Per fortuna, ci sono anche delle buone pratiche, esempi virtuosi di riconversione sostenibile. Il progetto Neve&Natura del Parco Nazionale delle Foreste Casentinesi, Monte Falterona e Campigna che prevede un ricco calendario di eventi tra cui ciaspolate, sleddog, visite al planetario del Parco, sagre; le attività messe in campo da Majambiente, società nata nel 1994 a Caramanico Terme, formata da un gruppo di guide locali che propongono escursioni, percorsi in e-bike e che gestiscono un centro di visita con un museo naturalistico ed archeologico, un museo della fauna, uffici informazioni dislocati in alcuni comuni della Valle dell’Orta, un’area faunistica, un giardino botanico ed una foresteria scientifica con 25 posti letto.

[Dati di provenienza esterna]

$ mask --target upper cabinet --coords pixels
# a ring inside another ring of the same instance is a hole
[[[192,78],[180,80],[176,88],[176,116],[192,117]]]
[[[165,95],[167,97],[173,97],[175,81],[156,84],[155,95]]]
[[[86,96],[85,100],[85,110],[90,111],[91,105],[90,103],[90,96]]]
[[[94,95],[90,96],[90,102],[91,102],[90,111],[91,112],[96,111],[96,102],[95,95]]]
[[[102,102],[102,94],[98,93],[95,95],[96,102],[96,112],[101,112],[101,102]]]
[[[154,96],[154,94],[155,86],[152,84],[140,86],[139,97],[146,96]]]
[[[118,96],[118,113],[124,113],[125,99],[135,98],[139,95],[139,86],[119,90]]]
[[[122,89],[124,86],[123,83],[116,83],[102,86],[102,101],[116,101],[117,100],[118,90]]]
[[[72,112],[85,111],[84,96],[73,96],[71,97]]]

Caldirola, in provincia di Alessandria, Alta Val Curone, oggi grazie alla mountain-bike sta rivivendo una stagione d’oro, come accadeva negli anni ’60 quando era una rinomata località sciistica; in Valle d’Aosta, i comuni di Etroubles, Saint-Oyen e Saint-Rhémy-en Bosses, nella valle del Gran San Bernardo, hanno scelto di non rinnovare gli impianti di risalita a bassa quota e di puntare invece su un’offerta turistica centrata sulla natura e la cultura.